Ilana conta também que nunca frequentou um ambiente com tantos corpos diferentes. “Eu já fiz de tudo, nunca vi algo tão inclusivo igual a um estúdio de pole dance. E não só os corpos, mas os backgrounds são muito diferentes”.
“É um ambiente que é muito seguro nesse sentido também”, completa. Para a psicóloga Juliana Tomé Garcia, analista de psicoterapia corporal, esse empoderamento coletivo reflete a importância de espaços seguros.
“Muitas mulheres se sentem mais confortáveis para experimentar novas atividades, tirar dúvidas e se desafiar em ambientes exclusivamente femininos, longe de julgamentos ou comparações”.
A união de uma atividade física coletiva pode ajudar na “motivação e compromisso umas com as outras. É muito mais fácil manter a consistência quando há um grupo esperando por você”, complementa Juliana.

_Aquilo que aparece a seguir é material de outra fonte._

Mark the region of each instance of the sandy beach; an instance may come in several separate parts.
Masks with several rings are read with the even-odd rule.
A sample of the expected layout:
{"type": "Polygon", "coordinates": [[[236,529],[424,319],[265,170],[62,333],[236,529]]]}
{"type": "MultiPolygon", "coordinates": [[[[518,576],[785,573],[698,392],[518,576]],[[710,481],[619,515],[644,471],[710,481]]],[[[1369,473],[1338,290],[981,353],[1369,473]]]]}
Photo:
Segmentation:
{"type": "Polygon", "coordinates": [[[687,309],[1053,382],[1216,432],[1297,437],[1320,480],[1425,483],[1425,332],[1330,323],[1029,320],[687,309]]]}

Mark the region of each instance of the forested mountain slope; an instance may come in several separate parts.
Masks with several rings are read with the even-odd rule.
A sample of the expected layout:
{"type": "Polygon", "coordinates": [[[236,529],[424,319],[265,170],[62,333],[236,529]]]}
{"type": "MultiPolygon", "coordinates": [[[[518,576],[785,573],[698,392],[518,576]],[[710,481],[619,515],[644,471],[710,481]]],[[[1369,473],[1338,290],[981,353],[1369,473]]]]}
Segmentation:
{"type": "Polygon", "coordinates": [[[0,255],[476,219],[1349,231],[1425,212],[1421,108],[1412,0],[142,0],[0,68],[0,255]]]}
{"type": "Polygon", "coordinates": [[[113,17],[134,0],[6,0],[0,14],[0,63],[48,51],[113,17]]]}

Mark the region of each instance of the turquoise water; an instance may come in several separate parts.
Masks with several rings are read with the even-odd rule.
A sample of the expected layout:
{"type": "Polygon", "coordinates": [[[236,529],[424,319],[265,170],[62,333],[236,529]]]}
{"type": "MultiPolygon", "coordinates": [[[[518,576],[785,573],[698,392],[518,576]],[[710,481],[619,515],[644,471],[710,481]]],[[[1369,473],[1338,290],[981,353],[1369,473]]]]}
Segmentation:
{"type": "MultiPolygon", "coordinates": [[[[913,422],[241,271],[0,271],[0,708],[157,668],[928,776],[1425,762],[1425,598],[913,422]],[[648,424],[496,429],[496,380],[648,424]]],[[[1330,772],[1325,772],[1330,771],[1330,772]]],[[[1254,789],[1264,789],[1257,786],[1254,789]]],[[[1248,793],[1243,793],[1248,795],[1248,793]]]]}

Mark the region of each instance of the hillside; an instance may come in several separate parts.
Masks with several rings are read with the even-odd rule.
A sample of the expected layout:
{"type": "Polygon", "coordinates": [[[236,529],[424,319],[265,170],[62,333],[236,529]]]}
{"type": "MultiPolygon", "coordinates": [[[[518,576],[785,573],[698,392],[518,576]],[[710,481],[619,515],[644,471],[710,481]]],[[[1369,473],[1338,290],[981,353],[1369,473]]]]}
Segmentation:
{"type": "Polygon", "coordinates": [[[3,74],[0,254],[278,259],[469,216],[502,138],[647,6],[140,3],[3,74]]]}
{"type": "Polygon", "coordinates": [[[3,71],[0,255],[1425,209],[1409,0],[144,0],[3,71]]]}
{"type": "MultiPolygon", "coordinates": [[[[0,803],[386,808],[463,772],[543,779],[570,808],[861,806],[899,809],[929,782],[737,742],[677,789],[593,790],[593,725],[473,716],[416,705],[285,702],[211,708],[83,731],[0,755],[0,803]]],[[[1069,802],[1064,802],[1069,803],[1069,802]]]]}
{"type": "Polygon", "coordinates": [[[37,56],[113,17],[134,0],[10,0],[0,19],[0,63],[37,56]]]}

“Celebrar conquistas juntas, desde uma melhor performance do movimento como simplesmente comparecer após um dia difícil, fortalece a autoconfiança individual e coletiva”, completa. Essa experiência é relatada por Katya, Ilana e Eloisa.
“Hoje teve a amiga que fez a primeira cambalhota e todo mundo tava junto acompanhando a jornada dela com a cambalhota”, conta Ilana. “É muito lindo ver todo mundo elogiando, batendo palma e tirando a foto dela”.
Eloisa cita também como essa coletividade entra em contraste com a cultura das academias tradicionais.”Essa coisa do coletivo na aula é muito legal, porque você aprende a ajudar a amiga, saber que ela está caindo, saber segurar. E acaba tendo muito contato físico também”, conta,
“Eu não tinha contato físico com ninguém, não era uma pessoa de abraçar. E aqui eu fico de body com o suor delas no meu braço”, diz, rindo.
Na academia, Eloisa conta que, geralmente, não quer interagir com ninguém. “Eu faça porque senão eu me machuco demais fazendo só pole. Meus ombros são muito frouxos. Mas eu odeio estar lá. A academia te oprime, parece”.